Populärhistoriens tjusning och kraft : Peter Englund och Herman Lindqvist i svensk historiekultur 1988-1995

Sammanfattning: This dissertation is a study of popular history in Sweden from the late 1980’s to the mid 1990’s. The aim is to investigate and discuss Peter Englund’s and Herman Lindqvist’s historical accounts and their roles as public historians during the studied period. The study problematizes recurring issues in Sweden’s popular historical tradition, including the balance between cultivation and entertainment, culture and commercialism, academic and journalistic prose, impersonal style and the author as media celebrity.

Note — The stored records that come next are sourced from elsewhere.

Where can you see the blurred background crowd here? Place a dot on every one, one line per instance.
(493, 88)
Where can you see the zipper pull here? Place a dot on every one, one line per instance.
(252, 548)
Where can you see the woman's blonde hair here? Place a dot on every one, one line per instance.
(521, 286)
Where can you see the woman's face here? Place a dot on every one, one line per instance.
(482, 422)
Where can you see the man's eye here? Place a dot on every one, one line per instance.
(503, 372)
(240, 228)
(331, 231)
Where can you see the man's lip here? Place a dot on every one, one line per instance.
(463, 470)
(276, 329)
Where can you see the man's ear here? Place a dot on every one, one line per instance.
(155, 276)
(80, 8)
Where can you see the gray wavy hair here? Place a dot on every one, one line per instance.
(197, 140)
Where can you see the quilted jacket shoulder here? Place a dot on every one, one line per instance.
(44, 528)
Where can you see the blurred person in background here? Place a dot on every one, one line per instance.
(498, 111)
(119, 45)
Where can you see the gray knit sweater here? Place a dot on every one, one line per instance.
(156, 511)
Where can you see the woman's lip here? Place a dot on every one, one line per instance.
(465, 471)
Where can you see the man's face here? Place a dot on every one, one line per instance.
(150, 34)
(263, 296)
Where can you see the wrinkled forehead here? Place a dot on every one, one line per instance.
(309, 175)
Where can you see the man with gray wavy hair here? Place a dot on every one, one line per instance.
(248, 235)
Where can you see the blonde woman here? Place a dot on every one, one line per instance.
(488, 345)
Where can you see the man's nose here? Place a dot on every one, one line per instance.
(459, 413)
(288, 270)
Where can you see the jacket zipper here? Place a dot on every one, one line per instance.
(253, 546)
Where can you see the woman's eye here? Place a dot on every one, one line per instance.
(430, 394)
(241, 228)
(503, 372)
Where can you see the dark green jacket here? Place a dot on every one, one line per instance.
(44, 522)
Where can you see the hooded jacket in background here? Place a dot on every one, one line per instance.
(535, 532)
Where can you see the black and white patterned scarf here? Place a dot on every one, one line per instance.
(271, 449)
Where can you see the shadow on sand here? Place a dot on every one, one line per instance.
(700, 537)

The focus is on the narrative structure of Eng­lund’s and Lindqvist’s historical accounts, the mediated meaning of these accounts, and the mediated meaning of Englund and Lindqvist as popular historians.      The analyses show that both Englund and Lindqvist developed a popular history that had its own constitutive character as a response to, and in contrast to, academic history, and it was based on their awareness of history as a public phenomenon. In different ways, both Englund and Lindqvist assent to more existential historical topics that the historical research had a limited interest in and under­­­standing of, such as people's dreams, beliefs and life stories. In Englund’s more academic and complex popular history the appeal to the audience's reason and critical judgement and discernment is central. At the same time, he consistently appeals to the audience's emotions and the commercial success testifies to his ability to also sustain the audience’s interest, benevolence, confidence and sympathy. Lindqvist’s distinctly commercially oriented popular history, on the other hand, primarily involves appealing to the audience’s emotions and sympathy, which are clearly prioritized at the expense of the appeal to reason and critical judgement. If Englund’s historical accounts can be characterized as being criti­­­cally educating and entertaining the audience, Lindqvist’s historical accounts can be characterized as informative entertainment.      Among the general conclusions are that both Englund’s and Lindqvist's historical accounts lacked links to contemporary political, social or popular educational movements and therefore affirm claims that the dominant historical culture in Sweden from the 1980’s until the 2000’s was mainly characterized by history having become a personal interest or hobby.